Instead of looking to the budget of the police force for finding funds for the city’s school system, Mayor Pugh and City Council members should start looking within their own offices for funds to allot to the schools. Eliminate the waste in their own offices – decrease the number of paid staff workers each city councilperson has and use volunteers as alternatives; pay for their own travel expenses; etc. etc., etc.

Maybe it’s time for those who hold political office to demonstrate they are really public servants who truly serve the people. They can make some personal sacrifices themselves, even taking a cut in their own salaries.
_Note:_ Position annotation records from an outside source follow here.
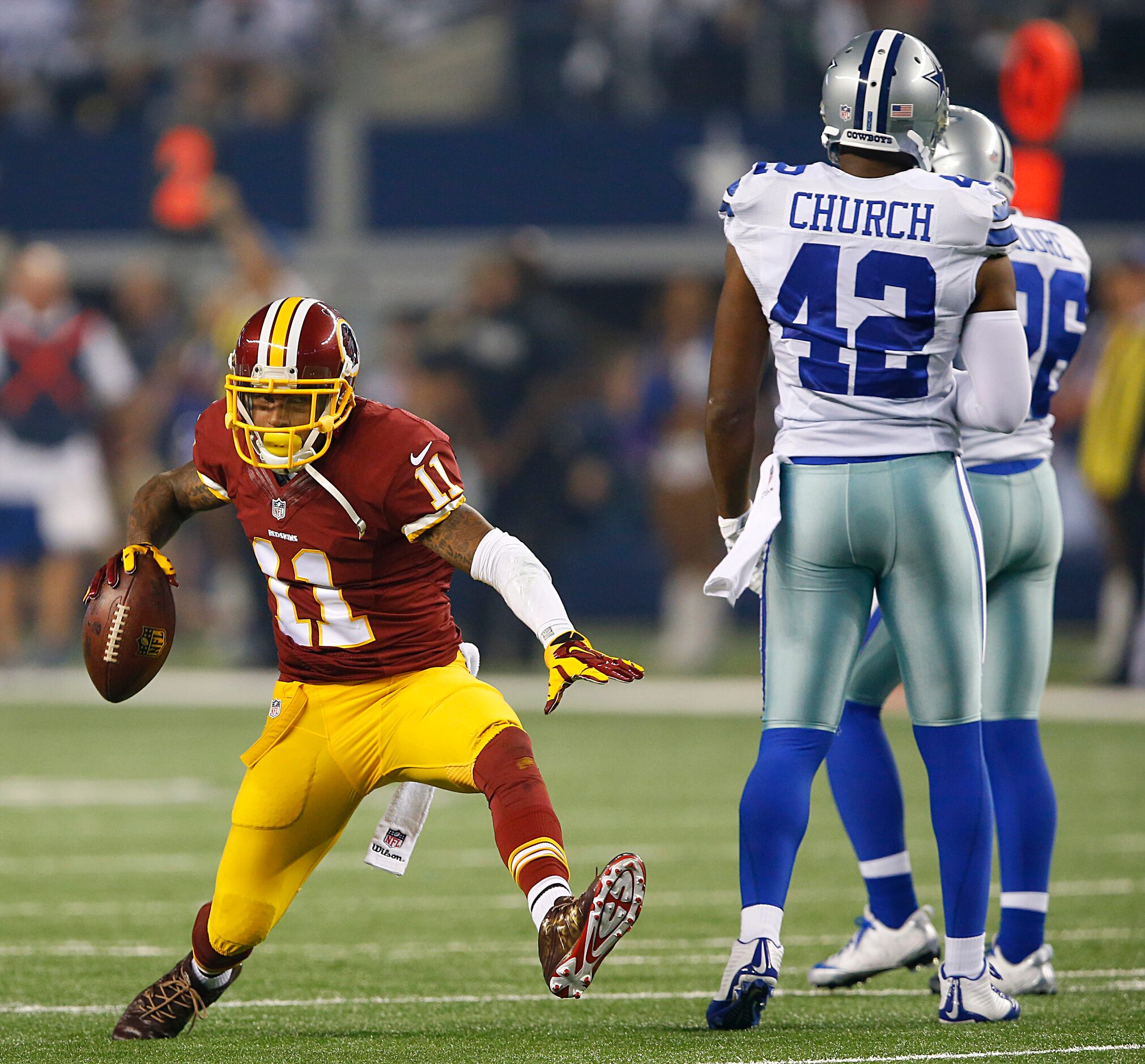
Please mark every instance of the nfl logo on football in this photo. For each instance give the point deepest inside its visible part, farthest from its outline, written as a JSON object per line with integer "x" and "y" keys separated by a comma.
{"x": 394, "y": 839}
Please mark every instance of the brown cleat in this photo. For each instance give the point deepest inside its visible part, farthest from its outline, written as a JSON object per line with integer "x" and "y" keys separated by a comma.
{"x": 580, "y": 933}
{"x": 169, "y": 1005}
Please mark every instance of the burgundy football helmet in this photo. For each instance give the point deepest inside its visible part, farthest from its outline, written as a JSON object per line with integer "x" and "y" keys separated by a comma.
{"x": 300, "y": 348}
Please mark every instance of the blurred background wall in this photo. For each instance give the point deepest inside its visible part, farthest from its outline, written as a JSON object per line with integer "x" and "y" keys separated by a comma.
{"x": 514, "y": 203}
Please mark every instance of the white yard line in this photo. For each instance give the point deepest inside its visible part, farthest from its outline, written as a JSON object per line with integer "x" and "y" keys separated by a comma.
{"x": 19, "y": 1008}
{"x": 679, "y": 951}
{"x": 38, "y": 791}
{"x": 388, "y": 900}
{"x": 986, "y": 1054}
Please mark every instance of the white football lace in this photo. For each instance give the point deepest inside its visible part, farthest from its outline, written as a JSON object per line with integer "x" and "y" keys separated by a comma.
{"x": 116, "y": 632}
{"x": 339, "y": 497}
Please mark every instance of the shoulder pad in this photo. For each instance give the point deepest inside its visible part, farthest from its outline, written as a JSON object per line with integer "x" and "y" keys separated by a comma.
{"x": 748, "y": 189}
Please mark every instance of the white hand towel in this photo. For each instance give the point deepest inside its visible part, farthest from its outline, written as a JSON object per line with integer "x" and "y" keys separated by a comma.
{"x": 398, "y": 832}
{"x": 733, "y": 575}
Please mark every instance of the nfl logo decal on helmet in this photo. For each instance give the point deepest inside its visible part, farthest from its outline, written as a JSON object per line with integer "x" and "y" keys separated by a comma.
{"x": 890, "y": 93}
{"x": 299, "y": 351}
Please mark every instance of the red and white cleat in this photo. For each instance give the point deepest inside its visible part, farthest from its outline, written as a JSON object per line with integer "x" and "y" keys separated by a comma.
{"x": 580, "y": 933}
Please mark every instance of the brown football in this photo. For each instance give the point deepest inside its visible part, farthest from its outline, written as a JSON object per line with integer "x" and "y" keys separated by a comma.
{"x": 129, "y": 630}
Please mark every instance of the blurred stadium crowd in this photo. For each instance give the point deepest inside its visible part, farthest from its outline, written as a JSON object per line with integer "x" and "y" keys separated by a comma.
{"x": 577, "y": 410}
{"x": 581, "y": 432}
{"x": 218, "y": 62}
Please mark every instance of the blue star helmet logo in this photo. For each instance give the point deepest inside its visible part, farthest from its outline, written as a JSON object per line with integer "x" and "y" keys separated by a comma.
{"x": 938, "y": 78}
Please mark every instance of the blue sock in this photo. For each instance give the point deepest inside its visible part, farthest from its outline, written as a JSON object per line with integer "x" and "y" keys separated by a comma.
{"x": 774, "y": 810}
{"x": 1026, "y": 812}
{"x": 963, "y": 818}
{"x": 865, "y": 782}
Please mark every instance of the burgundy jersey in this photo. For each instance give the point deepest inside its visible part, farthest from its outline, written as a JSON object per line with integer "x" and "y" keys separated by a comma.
{"x": 347, "y": 607}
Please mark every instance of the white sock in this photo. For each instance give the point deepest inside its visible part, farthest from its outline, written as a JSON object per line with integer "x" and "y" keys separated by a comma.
{"x": 897, "y": 864}
{"x": 760, "y": 921}
{"x": 544, "y": 893}
{"x": 207, "y": 981}
{"x": 1037, "y": 900}
{"x": 964, "y": 956}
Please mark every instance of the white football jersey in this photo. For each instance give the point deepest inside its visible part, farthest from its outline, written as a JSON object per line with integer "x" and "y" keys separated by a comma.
{"x": 865, "y": 283}
{"x": 1052, "y": 269}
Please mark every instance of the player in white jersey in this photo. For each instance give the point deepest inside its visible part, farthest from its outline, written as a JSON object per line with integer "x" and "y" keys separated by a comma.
{"x": 1016, "y": 494}
{"x": 868, "y": 276}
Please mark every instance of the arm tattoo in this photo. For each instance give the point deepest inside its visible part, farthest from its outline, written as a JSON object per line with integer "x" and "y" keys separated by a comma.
{"x": 165, "y": 502}
{"x": 457, "y": 538}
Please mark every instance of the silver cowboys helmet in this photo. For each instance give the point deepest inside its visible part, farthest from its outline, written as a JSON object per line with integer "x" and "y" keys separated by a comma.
{"x": 974, "y": 147}
{"x": 884, "y": 92}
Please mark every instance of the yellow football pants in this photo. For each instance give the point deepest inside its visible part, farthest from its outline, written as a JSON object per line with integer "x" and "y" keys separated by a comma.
{"x": 324, "y": 748}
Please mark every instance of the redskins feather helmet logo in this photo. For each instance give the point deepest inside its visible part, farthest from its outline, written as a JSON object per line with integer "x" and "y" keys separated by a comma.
{"x": 303, "y": 352}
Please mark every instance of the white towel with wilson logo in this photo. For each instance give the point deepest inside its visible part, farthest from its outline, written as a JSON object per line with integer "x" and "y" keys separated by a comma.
{"x": 398, "y": 832}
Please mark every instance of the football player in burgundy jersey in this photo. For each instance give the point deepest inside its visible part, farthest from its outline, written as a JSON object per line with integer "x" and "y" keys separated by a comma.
{"x": 356, "y": 513}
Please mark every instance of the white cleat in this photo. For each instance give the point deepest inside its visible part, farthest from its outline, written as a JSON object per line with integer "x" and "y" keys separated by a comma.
{"x": 1032, "y": 975}
{"x": 875, "y": 948}
{"x": 974, "y": 1000}
{"x": 751, "y": 974}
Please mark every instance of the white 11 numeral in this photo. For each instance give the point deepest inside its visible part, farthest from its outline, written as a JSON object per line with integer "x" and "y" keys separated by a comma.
{"x": 338, "y": 627}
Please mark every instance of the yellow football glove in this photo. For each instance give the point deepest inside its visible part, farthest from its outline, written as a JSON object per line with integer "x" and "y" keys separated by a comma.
{"x": 571, "y": 658}
{"x": 125, "y": 561}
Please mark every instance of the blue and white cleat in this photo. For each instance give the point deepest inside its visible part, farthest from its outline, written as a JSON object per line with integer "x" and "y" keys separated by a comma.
{"x": 974, "y": 1000}
{"x": 875, "y": 948}
{"x": 749, "y": 978}
{"x": 1032, "y": 975}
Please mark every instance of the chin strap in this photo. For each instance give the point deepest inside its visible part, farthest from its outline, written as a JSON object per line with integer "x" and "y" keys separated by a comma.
{"x": 345, "y": 503}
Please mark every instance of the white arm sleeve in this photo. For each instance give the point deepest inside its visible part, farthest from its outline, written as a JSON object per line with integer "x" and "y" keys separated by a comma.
{"x": 505, "y": 564}
{"x": 994, "y": 392}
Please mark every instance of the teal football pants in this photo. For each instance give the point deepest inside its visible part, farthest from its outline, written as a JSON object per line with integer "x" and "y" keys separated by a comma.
{"x": 1020, "y": 517}
{"x": 904, "y": 528}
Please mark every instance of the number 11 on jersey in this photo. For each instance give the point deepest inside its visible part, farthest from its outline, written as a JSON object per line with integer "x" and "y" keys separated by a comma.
{"x": 338, "y": 627}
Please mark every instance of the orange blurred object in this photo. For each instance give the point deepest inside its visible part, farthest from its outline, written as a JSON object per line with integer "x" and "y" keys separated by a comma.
{"x": 186, "y": 155}
{"x": 1041, "y": 76}
{"x": 1038, "y": 175}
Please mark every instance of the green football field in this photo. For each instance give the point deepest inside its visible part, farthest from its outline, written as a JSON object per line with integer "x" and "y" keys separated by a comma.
{"x": 112, "y": 820}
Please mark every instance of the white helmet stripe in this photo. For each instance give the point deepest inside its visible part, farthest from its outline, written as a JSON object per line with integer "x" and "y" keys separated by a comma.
{"x": 265, "y": 336}
{"x": 296, "y": 331}
{"x": 875, "y": 79}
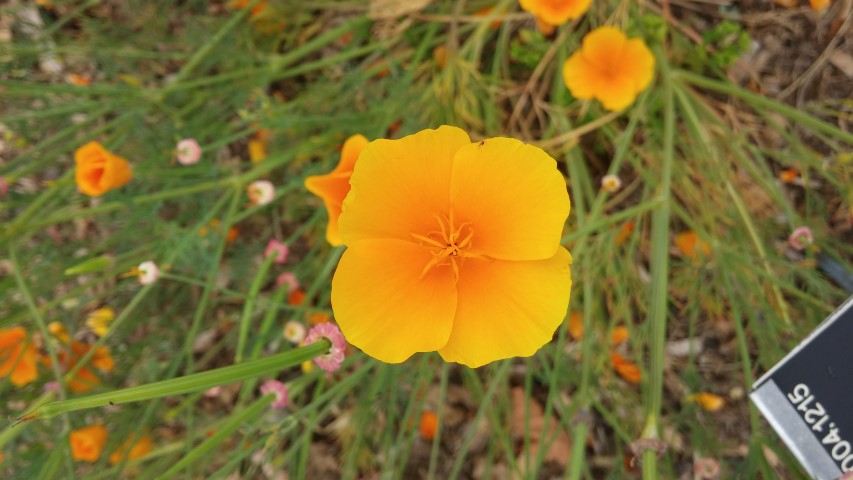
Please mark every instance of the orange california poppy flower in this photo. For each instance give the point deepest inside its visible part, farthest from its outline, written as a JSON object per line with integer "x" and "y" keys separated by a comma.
{"x": 18, "y": 356}
{"x": 691, "y": 246}
{"x": 709, "y": 401}
{"x": 453, "y": 247}
{"x": 609, "y": 67}
{"x": 99, "y": 170}
{"x": 555, "y": 12}
{"x": 429, "y": 425}
{"x": 127, "y": 452}
{"x": 87, "y": 443}
{"x": 333, "y": 187}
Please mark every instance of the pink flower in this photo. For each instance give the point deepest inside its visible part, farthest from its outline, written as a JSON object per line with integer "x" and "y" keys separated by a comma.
{"x": 331, "y": 360}
{"x": 261, "y": 192}
{"x": 278, "y": 249}
{"x": 279, "y": 390}
{"x": 290, "y": 280}
{"x": 147, "y": 272}
{"x": 213, "y": 392}
{"x": 188, "y": 151}
{"x": 801, "y": 238}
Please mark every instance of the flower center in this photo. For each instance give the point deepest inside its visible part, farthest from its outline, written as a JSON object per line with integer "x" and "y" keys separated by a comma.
{"x": 448, "y": 245}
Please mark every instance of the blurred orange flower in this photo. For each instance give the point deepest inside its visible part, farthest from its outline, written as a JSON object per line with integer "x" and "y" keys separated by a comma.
{"x": 555, "y": 12}
{"x": 99, "y": 170}
{"x": 709, "y": 401}
{"x": 17, "y": 356}
{"x": 334, "y": 186}
{"x": 691, "y": 246}
{"x": 609, "y": 67}
{"x": 87, "y": 442}
{"x": 127, "y": 452}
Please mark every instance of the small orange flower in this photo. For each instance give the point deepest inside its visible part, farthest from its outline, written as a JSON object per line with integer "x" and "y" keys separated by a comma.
{"x": 429, "y": 425}
{"x": 18, "y": 356}
{"x": 709, "y": 401}
{"x": 619, "y": 335}
{"x": 609, "y": 67}
{"x": 334, "y": 186}
{"x": 555, "y": 12}
{"x": 296, "y": 298}
{"x": 691, "y": 246}
{"x": 789, "y": 175}
{"x": 128, "y": 452}
{"x": 625, "y": 232}
{"x": 87, "y": 442}
{"x": 99, "y": 170}
{"x": 626, "y": 369}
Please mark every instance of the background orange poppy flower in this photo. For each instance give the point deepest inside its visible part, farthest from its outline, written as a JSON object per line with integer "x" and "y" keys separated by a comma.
{"x": 99, "y": 170}
{"x": 333, "y": 187}
{"x": 17, "y": 356}
{"x": 609, "y": 67}
{"x": 555, "y": 12}
{"x": 87, "y": 443}
{"x": 453, "y": 247}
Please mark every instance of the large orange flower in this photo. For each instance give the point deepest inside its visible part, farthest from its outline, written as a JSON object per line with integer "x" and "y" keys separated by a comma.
{"x": 334, "y": 186}
{"x": 609, "y": 67}
{"x": 18, "y": 356}
{"x": 453, "y": 246}
{"x": 555, "y": 12}
{"x": 99, "y": 170}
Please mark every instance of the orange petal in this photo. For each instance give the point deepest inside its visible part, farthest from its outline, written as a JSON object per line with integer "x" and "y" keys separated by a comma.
{"x": 580, "y": 76}
{"x": 513, "y": 197}
{"x": 637, "y": 63}
{"x": 575, "y": 325}
{"x": 399, "y": 185}
{"x": 384, "y": 307}
{"x": 507, "y": 308}
{"x": 603, "y": 47}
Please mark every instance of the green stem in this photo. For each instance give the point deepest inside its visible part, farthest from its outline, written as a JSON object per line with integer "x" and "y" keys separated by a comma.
{"x": 186, "y": 384}
{"x": 660, "y": 274}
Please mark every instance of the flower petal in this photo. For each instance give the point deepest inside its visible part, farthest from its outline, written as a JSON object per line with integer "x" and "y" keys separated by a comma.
{"x": 332, "y": 188}
{"x": 399, "y": 185}
{"x": 603, "y": 47}
{"x": 638, "y": 63}
{"x": 616, "y": 93}
{"x": 580, "y": 76}
{"x": 513, "y": 197}
{"x": 532, "y": 303}
{"x": 384, "y": 307}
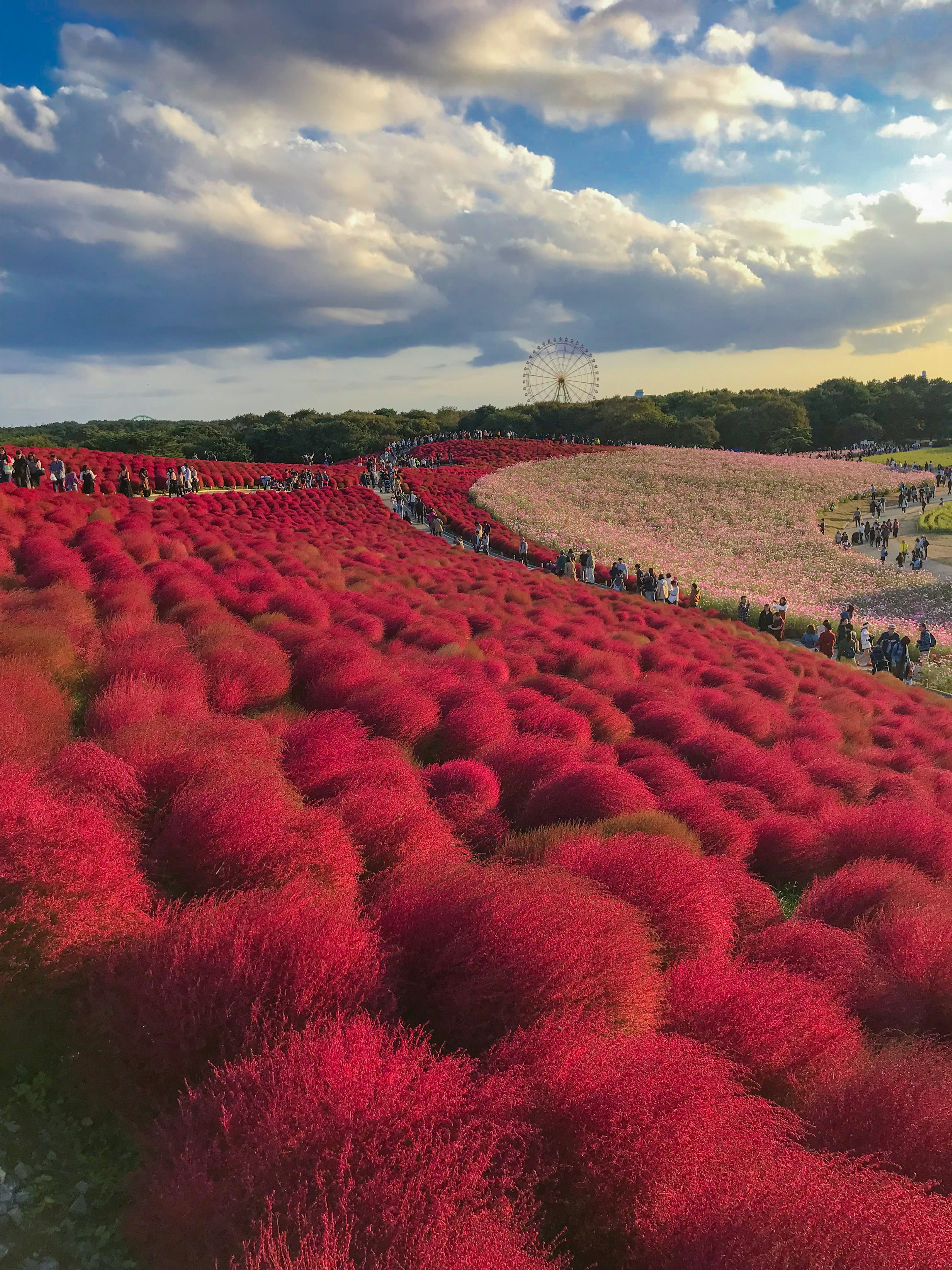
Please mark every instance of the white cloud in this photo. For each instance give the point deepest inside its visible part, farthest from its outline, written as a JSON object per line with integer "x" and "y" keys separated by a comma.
{"x": 728, "y": 45}
{"x": 27, "y": 116}
{"x": 914, "y": 127}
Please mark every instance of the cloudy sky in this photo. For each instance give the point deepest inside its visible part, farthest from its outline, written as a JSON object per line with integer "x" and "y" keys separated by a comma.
{"x": 211, "y": 206}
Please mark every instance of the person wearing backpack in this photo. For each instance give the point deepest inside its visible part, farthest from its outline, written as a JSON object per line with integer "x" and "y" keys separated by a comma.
{"x": 926, "y": 643}
{"x": 900, "y": 661}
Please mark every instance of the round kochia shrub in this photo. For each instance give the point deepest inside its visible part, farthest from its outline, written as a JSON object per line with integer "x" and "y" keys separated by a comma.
{"x": 350, "y": 1128}
{"x": 69, "y": 879}
{"x": 897, "y": 1104}
{"x": 677, "y": 891}
{"x": 35, "y": 721}
{"x": 83, "y": 770}
{"x": 784, "y": 1029}
{"x": 913, "y": 951}
{"x": 863, "y": 889}
{"x": 838, "y": 959}
{"x": 329, "y": 751}
{"x": 212, "y": 981}
{"x": 587, "y": 793}
{"x": 226, "y": 831}
{"x": 463, "y": 791}
{"x": 639, "y": 1137}
{"x": 482, "y": 951}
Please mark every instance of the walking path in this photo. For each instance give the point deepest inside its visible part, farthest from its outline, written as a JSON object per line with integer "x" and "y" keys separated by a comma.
{"x": 940, "y": 561}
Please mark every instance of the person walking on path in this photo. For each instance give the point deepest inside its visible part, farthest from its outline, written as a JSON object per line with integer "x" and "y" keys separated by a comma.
{"x": 21, "y": 473}
{"x": 926, "y": 643}
{"x": 865, "y": 646}
{"x": 902, "y": 664}
{"x": 58, "y": 470}
{"x": 846, "y": 643}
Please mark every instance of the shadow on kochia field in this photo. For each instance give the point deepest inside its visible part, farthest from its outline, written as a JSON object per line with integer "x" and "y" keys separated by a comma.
{"x": 64, "y": 1163}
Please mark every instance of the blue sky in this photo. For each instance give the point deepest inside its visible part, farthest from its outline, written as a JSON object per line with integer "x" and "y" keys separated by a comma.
{"x": 298, "y": 201}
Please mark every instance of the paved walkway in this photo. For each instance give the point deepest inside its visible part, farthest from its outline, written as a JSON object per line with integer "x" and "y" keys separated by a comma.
{"x": 940, "y": 562}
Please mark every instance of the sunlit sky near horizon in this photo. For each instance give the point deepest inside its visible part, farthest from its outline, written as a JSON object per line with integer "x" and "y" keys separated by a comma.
{"x": 212, "y": 209}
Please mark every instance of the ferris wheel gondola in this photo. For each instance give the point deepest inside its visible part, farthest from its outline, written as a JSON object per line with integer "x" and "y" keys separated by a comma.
{"x": 560, "y": 370}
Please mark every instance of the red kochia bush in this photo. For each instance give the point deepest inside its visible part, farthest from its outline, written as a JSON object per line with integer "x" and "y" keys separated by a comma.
{"x": 83, "y": 770}
{"x": 677, "y": 891}
{"x": 756, "y": 906}
{"x": 897, "y": 1104}
{"x": 587, "y": 792}
{"x": 463, "y": 791}
{"x": 69, "y": 881}
{"x": 131, "y": 701}
{"x": 35, "y": 719}
{"x": 469, "y": 730}
{"x": 352, "y": 1128}
{"x": 913, "y": 948}
{"x": 784, "y": 1029}
{"x": 235, "y": 831}
{"x": 485, "y": 1244}
{"x": 216, "y": 980}
{"x": 864, "y": 888}
{"x": 393, "y": 710}
{"x": 838, "y": 959}
{"x": 393, "y": 826}
{"x": 244, "y": 670}
{"x": 524, "y": 762}
{"x": 482, "y": 951}
{"x": 328, "y": 751}
{"x": 887, "y": 828}
{"x": 636, "y": 1135}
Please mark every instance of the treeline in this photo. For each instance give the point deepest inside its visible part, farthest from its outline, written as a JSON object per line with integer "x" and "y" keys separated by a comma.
{"x": 836, "y": 413}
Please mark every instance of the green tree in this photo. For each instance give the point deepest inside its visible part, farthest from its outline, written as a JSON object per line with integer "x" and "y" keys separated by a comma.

It is imperative to make the school system better. My tutor mentor program can do this. For citizens of Baltimore City, the wacko, left wing social engineering programs have been a failure for the last 25 years. Not only is Mayor Pugh at fault for wanting to downsize the Baltimore City police department’s budget, but so are the gutless, phony career politicians including the Baltimore City Council members who do not have the courage to stand up to Mayor Pugh and tell the truth.

Ralph Jaffe
Teacher
Baltimore

End animal trafficking

I commend the writer of “Compassion for test animals,” 3-16-17 regarding her concern about the lives of lab research animals after they are no longer used. However, I take issue with her assertion that animal shelters and rescue groups have excellent track records for making adoption decisions.

I can attest to the fact that not all animal shelter and rescue groups warrant ratings of excellence. I was a victim of a phony animal rescue group that took advantage of my love for my dog when I was compelled to give him up. When the group’s representative readily accepted a check for $250.00 for their services, I was assured a loving home would be found for my dog and pictures would be sent to me. However, those assurances came to naught. To this day I do not know what happened to my dog.

After doing some research, I learned from the interim director of the Baltimore County animal shelter that a number of phony animal rescue groups engage in animal trafficking, and it is a chronic problem in the state. I was told that one effective tool for tackling this issue would be to revise the Annotated Code of the Maryland Komar Law 15.14.04. Any future animal rescue group which has not been registered would need to be registered with the Department of Agriculture.

Therefore, I maintain that while there may be many committed and dedicated animal shelter and rescue groups, unfortunately, there are many animal shelter and rescue groups who are only dedicated and committed to ripping people off.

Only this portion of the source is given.